Possible visual problems may exist if the child…

· Does not make eye contact with others or holds objects closer than 3-4 inches from one or both eyes. Any eye turns in or out separate from another. 

· Does not reach for an object close by

· Avoids doing near work, poor at puzzles, and avoids eye contact


If a child is…

· Having difficulty biting or chewing food during mealtime

· Needing a prolonged period of time to chew and/or swallow

· Coughing/choking during or after eating on a regular basis

· Demonstrating a change in vocal quality during/after eating (i.e. they sound gurgled or hoarse when speaking/making sounds)

· Having significant difficulty transitioning between different food stages

· Not feeding him/herself finger foods by 14 months of age

· Not attempting to use a spoon by 15 months of age

· Not picking up and drinking from a regular open cup by 15 months of age

· Not able to pull off hat, socks or mittens on request by 15 months of age

· Not attempting to wash own hands or face by 19 months

· Not assisting with dressing tasks (excluding clothes fasteners) by 22 months

· Not able to deliberately undo large buttons, snaps and shoelaces by 34 months


Social/Emotional/Play Skills

If a child is…

· Not smiling by 4 months

· Not making eye contact during activities and interacting with peers and/or adults

· Not performing for social attention by 12 months “in their own world”

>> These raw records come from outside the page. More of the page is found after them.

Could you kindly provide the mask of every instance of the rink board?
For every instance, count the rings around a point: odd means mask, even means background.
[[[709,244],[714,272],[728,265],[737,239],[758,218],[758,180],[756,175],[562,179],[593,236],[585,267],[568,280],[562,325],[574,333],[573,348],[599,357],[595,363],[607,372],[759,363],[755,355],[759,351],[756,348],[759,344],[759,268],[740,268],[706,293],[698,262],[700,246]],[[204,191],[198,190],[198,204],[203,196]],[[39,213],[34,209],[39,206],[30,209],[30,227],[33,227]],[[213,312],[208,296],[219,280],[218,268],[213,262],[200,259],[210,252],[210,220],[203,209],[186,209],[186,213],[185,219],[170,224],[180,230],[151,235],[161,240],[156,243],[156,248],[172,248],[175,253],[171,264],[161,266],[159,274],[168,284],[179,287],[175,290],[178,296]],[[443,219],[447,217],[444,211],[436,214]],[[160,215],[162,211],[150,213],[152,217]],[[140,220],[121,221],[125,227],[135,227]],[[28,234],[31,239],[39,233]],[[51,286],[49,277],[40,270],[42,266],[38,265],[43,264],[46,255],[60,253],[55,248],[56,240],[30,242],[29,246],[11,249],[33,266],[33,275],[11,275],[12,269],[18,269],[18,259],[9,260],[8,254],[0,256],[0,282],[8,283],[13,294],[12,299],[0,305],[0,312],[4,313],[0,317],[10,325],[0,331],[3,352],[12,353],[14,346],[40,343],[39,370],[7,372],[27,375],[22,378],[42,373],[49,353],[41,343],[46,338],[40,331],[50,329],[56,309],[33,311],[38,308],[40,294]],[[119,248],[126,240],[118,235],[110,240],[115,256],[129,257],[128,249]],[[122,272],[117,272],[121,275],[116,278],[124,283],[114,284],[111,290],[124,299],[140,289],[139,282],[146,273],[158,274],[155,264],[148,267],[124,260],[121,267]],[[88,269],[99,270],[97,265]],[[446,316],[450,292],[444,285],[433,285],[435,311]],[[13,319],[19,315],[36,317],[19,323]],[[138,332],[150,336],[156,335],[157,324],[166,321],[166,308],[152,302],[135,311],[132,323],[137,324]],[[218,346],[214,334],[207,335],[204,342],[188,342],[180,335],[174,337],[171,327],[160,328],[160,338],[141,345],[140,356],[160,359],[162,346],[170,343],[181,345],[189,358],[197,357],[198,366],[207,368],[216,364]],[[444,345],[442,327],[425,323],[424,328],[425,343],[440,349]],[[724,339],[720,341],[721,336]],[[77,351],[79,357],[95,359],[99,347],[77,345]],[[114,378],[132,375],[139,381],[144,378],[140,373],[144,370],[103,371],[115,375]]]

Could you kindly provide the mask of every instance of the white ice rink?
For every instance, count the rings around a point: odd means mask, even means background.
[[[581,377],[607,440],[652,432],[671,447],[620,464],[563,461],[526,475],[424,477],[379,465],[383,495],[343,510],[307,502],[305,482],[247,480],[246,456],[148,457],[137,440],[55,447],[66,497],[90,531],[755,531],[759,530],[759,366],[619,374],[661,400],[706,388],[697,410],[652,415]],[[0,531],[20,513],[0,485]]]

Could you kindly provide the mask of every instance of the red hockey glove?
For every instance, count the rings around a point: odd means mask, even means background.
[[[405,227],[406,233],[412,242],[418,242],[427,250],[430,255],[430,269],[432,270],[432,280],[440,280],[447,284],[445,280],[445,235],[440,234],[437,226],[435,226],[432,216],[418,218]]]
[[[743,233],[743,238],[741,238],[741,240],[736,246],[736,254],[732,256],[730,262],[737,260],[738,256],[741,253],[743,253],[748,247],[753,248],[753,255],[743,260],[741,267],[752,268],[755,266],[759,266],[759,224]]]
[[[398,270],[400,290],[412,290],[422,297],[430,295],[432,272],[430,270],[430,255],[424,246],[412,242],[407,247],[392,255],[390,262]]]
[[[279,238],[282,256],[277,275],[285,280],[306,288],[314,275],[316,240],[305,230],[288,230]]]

· Not imitating actions and movements by the age of 24 months

· Not engaging in pretend play by the age of 24 months

· Not demonstrating appropriate play with an object (i.e. instead of trying to put objects into a container, the child leaves the objects in the container and keeps flicking them with his fingers)

· Fixating on objects that spin or turn (i.e. See ‘n Say, toy cars, etc.); also children who are trying to spin things that are not normally spun

· Having significant difficulty attending to tasks

· Getting overly upset with change or transitions from activity to activity



·        Difficulty making and maintaining eye contact with an adult by 6 months

·        No big smiles or other warm, joyful expressions during interaction with another person by 6 months

·        No back-and-forth sharing of sounds, smiles, or other facial expressions by 9 months

·        No babbling by 12 months

·        No back-and-forth gestures, such as pointing, showing, reaching, or waving by 12 months

·        No consistent responding to their names by 12 months

·        No words by 16 months

·        No following simple and familiar directions by 18 months

·        No two-word meaningful phrases without imitating or repeating & says at least 50 words by 24 months 

·        No back-and-forth conversational turn-taking by 30 months

·        Any loss of speech or babbling or social skills (like eye contact) at any age


Most babies who are doing well with development exceed these milestones by leaps and bounds, meeting them months earlier than listed here.  These are very, very low thresholds for all the skills listed.  If your child or patient is not meeting these basic guidelines, please don’t dismiss your feelings.   Seek professional help from your pediatrician and ask for a medical based therapy evaluation. The earlier we can evaluate, the earlier we can see improved development!